Desde el inicio de nuestras vidas, a través de la producción, preparación y consumo de los alimentos, recibimos las nociones sobre cómo modelar todos nuestros sentidos, sobre cómo describir nuestras percepciones; aprendemos a juntar sensaciones y conceptos, a utilizar esa dicotomía semántica bueno / malo que se convertirá en una de las principales generadoras de conexiones simbólicas.  

Y, siempre en el transcurso de estas experiencias, aprendemos qué y cómo comer, es decir, con la comida introyectamos la etiqueta, las reglas sociales del contexto, los ideales de convivencia y sociabilidad, la distribución de bienes y cargos en relación con el poder, el género y las generaciones.  

En una visita de campo con Cooperación Comunitaria, fuimos a tres comunidades tseltales del Municipio de Chilón en Chiapas, Nahilté, Bahtzel y Kaquemteel. Llegando, tomamos asiento alrededor de un altar hecho de alimentos, plantas, semillas, bebidas y velas dispuestos a formar un círculo en el piso. No siempre les es posible armar un altar, lo hacen en casos de ceremonias y ocasiones especiales. Esto nos habla de la gran importancia que atribuyen a nuestra visita.  

Observo a la nantik principal, la mujer más anciana presente, la cual prende el copal en la copalera y rodea dos veces al altar en sentido de contrarreloj, soplando el humo en dirección del mismo. Luego, procede también con la bendición de los presentes.  

Pablo es un miembro muy activo del grupo Jcananotic (somos cuidadores), que busca difundir la agroecología en la zona. Nos explica que la vela roja representa al Sol. Pero lo que le da sentido a la vida es también la obscuridad, que es la vela negra. La vela blanca representa el Norte, donde están los guardianes del viento y de las lluvias. El color amarillo de la cuarta vela representa la madurez, que también es sabiduría. Y luego se enciende la vela azul, el corazón del cielo, que también representa al hombre y la verde, que representa el corazón de la tierra, pero también a la mujer. Cada vela es prendida por una persona distinta.  

En seguida noto la redundancia de los opuestos (sol/obscuridad y frío/calor y masculino/femenino) y el inmenso poder evocativo del maíz, elemento capaz de encarnar todos los colores y, por lo tanto, todos los sentidos.  

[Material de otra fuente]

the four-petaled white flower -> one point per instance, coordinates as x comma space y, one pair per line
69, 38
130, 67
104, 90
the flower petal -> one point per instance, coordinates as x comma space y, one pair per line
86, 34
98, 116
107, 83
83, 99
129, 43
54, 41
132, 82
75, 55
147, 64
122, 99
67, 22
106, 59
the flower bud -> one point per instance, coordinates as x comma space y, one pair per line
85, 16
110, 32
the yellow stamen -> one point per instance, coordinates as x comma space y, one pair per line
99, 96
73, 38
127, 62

Me pareció evidente que en la tradición local no existe la separación ritual entre quien oficia el rito y quienes los presencian, y que la “rectangularidad” de la iglesia católica, a su vez derivada de la planta de los edificios políticos romanos, poco se adapta a un culto básicamente circular. Me imaginé a los misioneros de antaño tratando de deshacer el círculo, e imponer la frontalidad.  

La oración es empezada por el “tantik principal”, el miembro más anciano presente. No existe un texto único para la oración, todas las personas se arrodillan y agradecen de manera distinta lo que está ocurriendo, la comida que se tiene, la salud y otras coyunturas del momento. Al terminar la oración, todos se reclinan hasta besar 3 veces a la tierra. Todo me hace pensar otra vez en el poder simbólico de los alimentos, por los cuales y con los cuales hay que agradecer.  

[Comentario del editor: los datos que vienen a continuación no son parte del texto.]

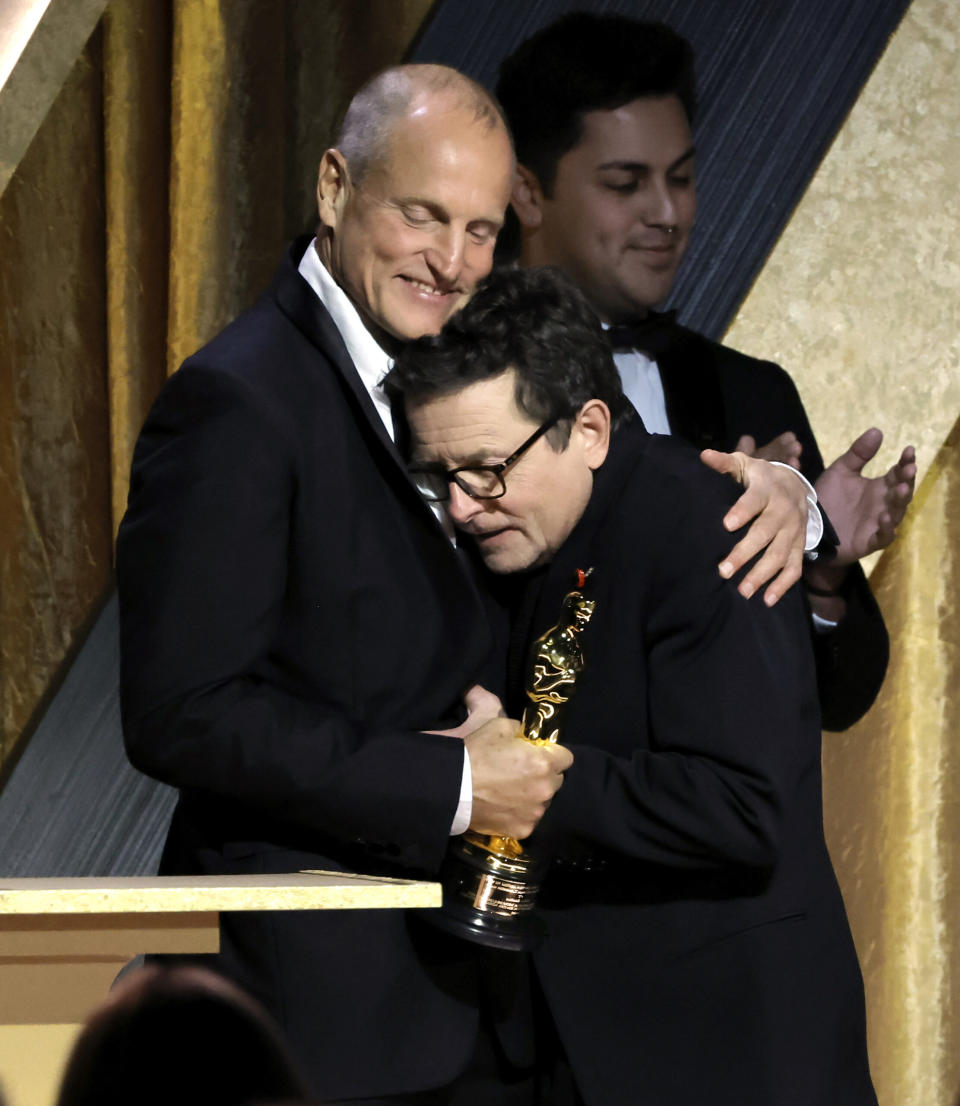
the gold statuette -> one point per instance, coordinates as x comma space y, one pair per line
490, 882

Juan, un miembro de los Jcananotic, en una conversación nos dice: “todo lo que se cosecha aquí es materia prima”. El altar está hecho de materia prima. En las 3 comunidades noté que las mujeres se surtían todo el día de la comida del altar para usarla en cocina, para la preparación de los platillos que nos iban sirviendo. Al final de cada rito la comida del altar se reparte entre los participantes. Este detalle me hizo reflexionar mucho acerca de lo tangible y real que es venerar lo que se come, a diferencia de la religión católica, en la cual se come lo que se venera, el cuerpo de Cristo.  

La alimentación es una de las esferas de la vida social comunitaria donde es más evidente la repartición de roles entre hombre y mujeres. Solo y únicamente las mujeres cocinan, sirven la comida y limpian trastes. Los hombres, a partir de muy jóvenes, comen primero y las mujeres y niñas después.  

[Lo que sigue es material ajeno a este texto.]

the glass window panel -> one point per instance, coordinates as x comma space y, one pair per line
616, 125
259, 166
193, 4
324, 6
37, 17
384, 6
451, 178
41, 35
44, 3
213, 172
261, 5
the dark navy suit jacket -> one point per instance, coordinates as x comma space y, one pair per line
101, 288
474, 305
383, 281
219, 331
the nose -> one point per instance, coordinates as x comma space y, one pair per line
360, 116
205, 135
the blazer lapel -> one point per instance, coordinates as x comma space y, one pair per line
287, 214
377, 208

Durante el desayuno en Bahtzel, una mujer mayor nos invitó a probar una tortilla de “maíz nuevo”. Conecté de inmediato con ella, porque moría de la curiosidad de hablar con una mujer tseltal.  Noté que hablaba un poco de español y que estaba muy dispuesta al dialogo conmigo. Tal vez ella tenía las mimas ganas de contar que yo de escuchar.  

Sentadas una a lado de la otra, empezamos hablando de tortillas, de los tipos de maíz y sus nombres en tseltal, los cuales, admito, no conseguí ni pronunciar correctamente. Esto ayudó a que se sintiera más motivada. Con la ayuda de su nieta, que intervenía con traducciones cuando las dos quedábamos trabadas, hablamos de la milpa, de su parcela, de las gallinas que se comen en las fiestas… 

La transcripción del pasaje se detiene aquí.